Près de 20 % des entreprises interrogées citent le télétravail parmi les facteurs responsables des violations de données dont elles ont été victimes. L'étude révèle une hausse des coûts de 1 million de dollars lorsque le télétravail est identifié comme facteur de l'incident (4,96 contre 3,89 millions de dollars).

La principale méthode utilisée comme point d'entrée était la compromission des identifiants, observée dans 20 % des attaques étudiées. Les données personnelles des clients, telles que leur nom, leur adresse e-mail et leurs mots de passe, étaient principalement compromises lors de ces violations de données (44 %).

Le délai moyen pour détecter et contenir une violation de données est de 287 jours. Les violations de données attribuées à la compromission d'identifiants sont les plus longues à détecter (250 jours).

Par ailleurs, la perte d'informations d'identification personnelle (PII) s'est avérée être la plus coûteuse, à savoir 180 dollars par dossier perdu ou volé contre 161 dollars par dossier pour les autres types de données.

Selon l'étude, les entreprises ont subi des coûts s'élevant en moyenne à 4,24 millions de dollars par incident, soit une hausse de 10 % par rapport à l'année précédente. Il est à noter toutefois que ce coût moyen prend en compte plusieurs méga violations. Le coût moyen d'une méga violation concernant 50 à 65 millions de dossiers est de 401 millions de dollars. C'est près de 100 fois plus cher que la majorité des violations de données étudiées.

L'étude indique également que les entreprises ayant subi une violation de données au cours d'un projet de migration vers le cloud ont enregistré une hausse des coûts de 18,8 % par rapport à la moyenne. L'étude précise toutefois que les entreprises qui sont en phase avancée dans leur projet de modernisation cloud ont pu détecter les incidents et y répondre plus rapidement, à savoir 77 jours plus tôt que celles qui n'en étaient qu'à leur première phase, celle de l'adoption. Les entreprises ayant mis en œuvre une stratégie cloud hybride ont subi des coûts de violation de données moins élevés (3,61 millions de dollars) que celles ayant privilégié le cloud public (4,80 millions de dollars) ou le cloud privé (4,55 millions de dollars).
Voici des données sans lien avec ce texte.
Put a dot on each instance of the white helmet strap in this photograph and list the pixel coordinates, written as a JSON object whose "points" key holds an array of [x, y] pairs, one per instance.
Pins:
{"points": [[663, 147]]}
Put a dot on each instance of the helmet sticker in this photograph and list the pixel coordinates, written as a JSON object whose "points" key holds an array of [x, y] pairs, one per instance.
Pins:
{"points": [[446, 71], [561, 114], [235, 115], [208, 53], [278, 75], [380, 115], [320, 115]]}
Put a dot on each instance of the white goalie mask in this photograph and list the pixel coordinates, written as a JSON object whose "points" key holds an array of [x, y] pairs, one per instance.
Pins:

Les entreprises ayant investi dans un large éventail de solutions de sécurité ont pu également limiter le coût des violations subies. L'IA, l'analyse de la sécurité et le chiffrement sont les trois principaux facteurs ayant permis une réduction des coûts par violation de 1,25 à 1,49 millions de dollars en moyenne.

Les entreprises n'ayant pas entamé leur transition numérique ont subi des coûts plus élevés, à savoir 750 000 dollars de plus que la moyenne. Les entreprises qui ont déployé une stratégie zero trust ont enregistré un coût moyen de 3,28 millions de dollars par violation de données, soit 1,76 millions de dollars de moins que celles ne disposant pas d'une architecture zero trust.
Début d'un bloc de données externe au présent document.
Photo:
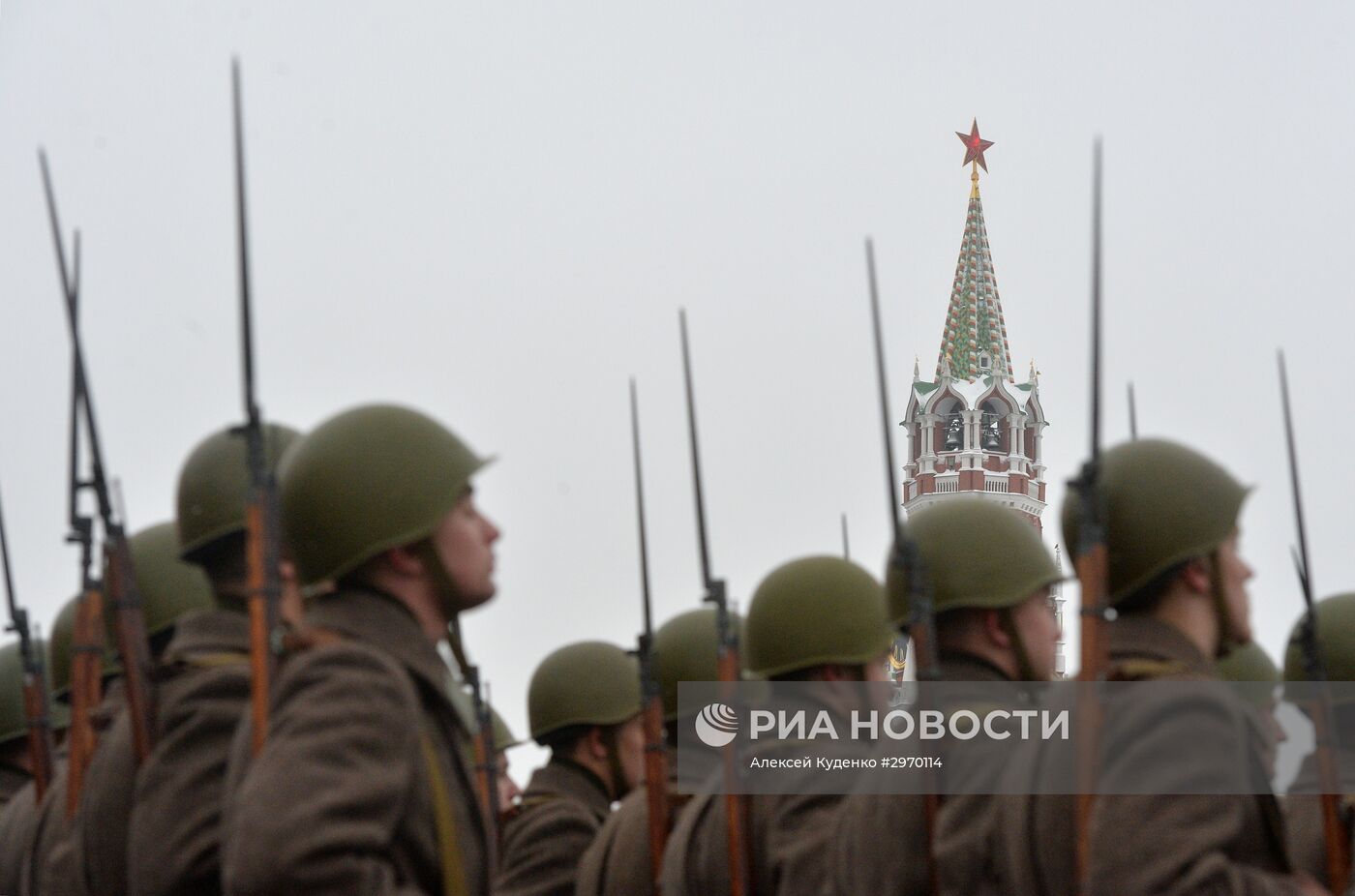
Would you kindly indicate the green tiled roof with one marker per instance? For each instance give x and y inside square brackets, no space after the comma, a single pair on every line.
[975,318]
L'étude souligne également que le nombre d'entreprises qui choisissent d'automatiser leur sécurité est en hausse par rapport aux années précédentes, ce qui a permis de réaliser des économies importantes. Environ 65 % des entreprises interrogées déclarent avoir partiellement ou complètement automatisé la sécurité de leur environnement, contre 52 % il y a deux ans. Les entreprises ayant déployé une stratégie d'automatisation de la sécurité « complète » ont enregistré un coût moyen par violation de données de 2,90 millions de dollars, soit plus de deux fois moins que les autres entreprises, qui ont subi des coûts s'élevant à 6,71 millions de dollars.
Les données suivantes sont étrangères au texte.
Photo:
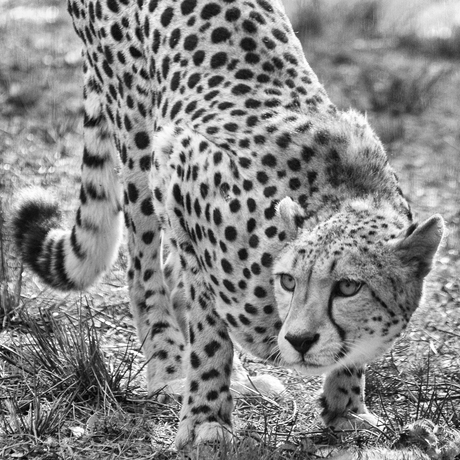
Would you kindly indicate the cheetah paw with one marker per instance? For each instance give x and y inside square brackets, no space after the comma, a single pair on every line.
[189,434]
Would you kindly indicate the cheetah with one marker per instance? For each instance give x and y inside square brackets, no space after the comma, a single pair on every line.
[257,212]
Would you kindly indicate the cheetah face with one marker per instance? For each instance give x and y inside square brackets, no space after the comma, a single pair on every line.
[345,292]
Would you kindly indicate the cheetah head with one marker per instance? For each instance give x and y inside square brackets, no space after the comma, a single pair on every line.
[347,287]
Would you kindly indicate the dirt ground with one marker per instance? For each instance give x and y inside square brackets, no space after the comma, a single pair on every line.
[410,91]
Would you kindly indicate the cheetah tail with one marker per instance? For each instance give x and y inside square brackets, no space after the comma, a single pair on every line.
[74,259]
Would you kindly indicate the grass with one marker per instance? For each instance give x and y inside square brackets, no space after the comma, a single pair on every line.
[71,380]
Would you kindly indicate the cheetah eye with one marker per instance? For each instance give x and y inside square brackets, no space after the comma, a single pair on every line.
[287,282]
[348,288]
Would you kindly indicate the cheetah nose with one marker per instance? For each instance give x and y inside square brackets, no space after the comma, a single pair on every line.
[303,342]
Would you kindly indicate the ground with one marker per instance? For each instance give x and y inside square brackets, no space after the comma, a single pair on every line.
[64,396]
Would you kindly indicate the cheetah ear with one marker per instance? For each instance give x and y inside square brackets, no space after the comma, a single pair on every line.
[292,215]
[419,244]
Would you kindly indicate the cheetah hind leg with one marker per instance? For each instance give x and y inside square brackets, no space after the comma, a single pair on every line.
[241,383]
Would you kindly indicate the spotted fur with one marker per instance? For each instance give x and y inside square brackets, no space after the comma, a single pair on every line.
[230,147]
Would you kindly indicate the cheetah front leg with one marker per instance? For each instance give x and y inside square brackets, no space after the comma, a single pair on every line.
[208,403]
[342,400]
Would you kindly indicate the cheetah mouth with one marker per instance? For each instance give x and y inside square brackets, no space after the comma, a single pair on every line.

Les entreprises qui disposent d'une équipe de réponse aux incidents ayant testé leur plan de réponse aux incidents ont enregistré un coût moyen de 3,25 millions de dollars par violation de données, soit 55 % de moins que les entreprises sans plan ou qui ne l'avaient pas testé. En effet, ces dernières ont subi des coûts s'élevant à 5,71 millions de dollars.

Bien entendu, le coût des violations de données varie d'une entreprise à l'autre. Bon nombre de solutions permettent de réduire ces dépenses, mais sans efforts supplémentaires de la part des entreprises, le coût moyen des violations de données ne cessera d'augmenter.